In the letter, she said she’d gone out to the site of the East Cathedral fire only days after it had happened. As she walked its perimeter, she came upon what she called an apparition — an injured dog curled up at the base of a camellia tree. It lay there licking a severe wound on its front leg. She described it as a muscular hound with a shimmering black coat and amber eyes, and had felt a temptation to collect one of the fallen bright-red flowers that were scattered around it, but was too afraid to move closer. Instead, she watched the snow fall on the ruins of the church. Before leaving, when she turned toward the dog once more, she was startled to see that it stood fully healed. It gazed at her for a moment before running off into the field behind the tree, shrinking away in what little light of dusk remained.
I was told that the letter was probably cursed and that I should burn it. I haven’t been able to, at least not until she sends me another.
—
VIII. In Florescence
Most of my thoughts have been lost, and I can feel just about everything that touches me.
Under the flattened mesh of grass blades are countless tiny fragments of plant debris, compacted together with organisms just as small — or even smaller — and imbued with a rich blend of gases and water. Somehow, it all speaks to me, through the skin of my back, in its strange, miniature language. Not long before now, I may have looked at it from afar and seen only silence and stillness, but I was wrong. Everything is moving and always has been, now collapsing into itself by imperceptible distances as gravity slowly pulls me against it all.

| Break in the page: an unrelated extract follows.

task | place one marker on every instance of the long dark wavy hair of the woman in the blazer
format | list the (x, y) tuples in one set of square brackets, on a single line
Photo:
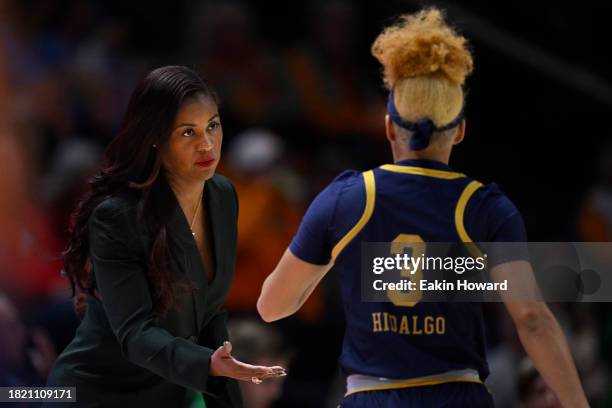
[(132, 162)]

Beside me is the silhouette of a stranger. It’s squatting and hunching, facing away from me, providing me shade. A fine halo glows at its edges as sunlight flows towards us, cutting a stranger-shaped hole in the swirling blood-orange sky. It speaks just a few words:
Have you seen the flowers?
I say something and sit up, feeling the air move against my face as my head travels from the ground. The silhouette has picked a flower from a patch of weeds and is inspecting it with great care. It reaches for another, whose stem has only so far produced a bud. Once picked and brought closer, the bud unfurls and blooms into a flower, presenting its ashy blue petals and spiny white stamens. I do the same with one like it nearby, watching it bloom as I slowly draw it near.
Almost as if to respond, it holds me in its own gaze, and before long the remainder of my thoughts are lost among the curious organs that sprout from its centre.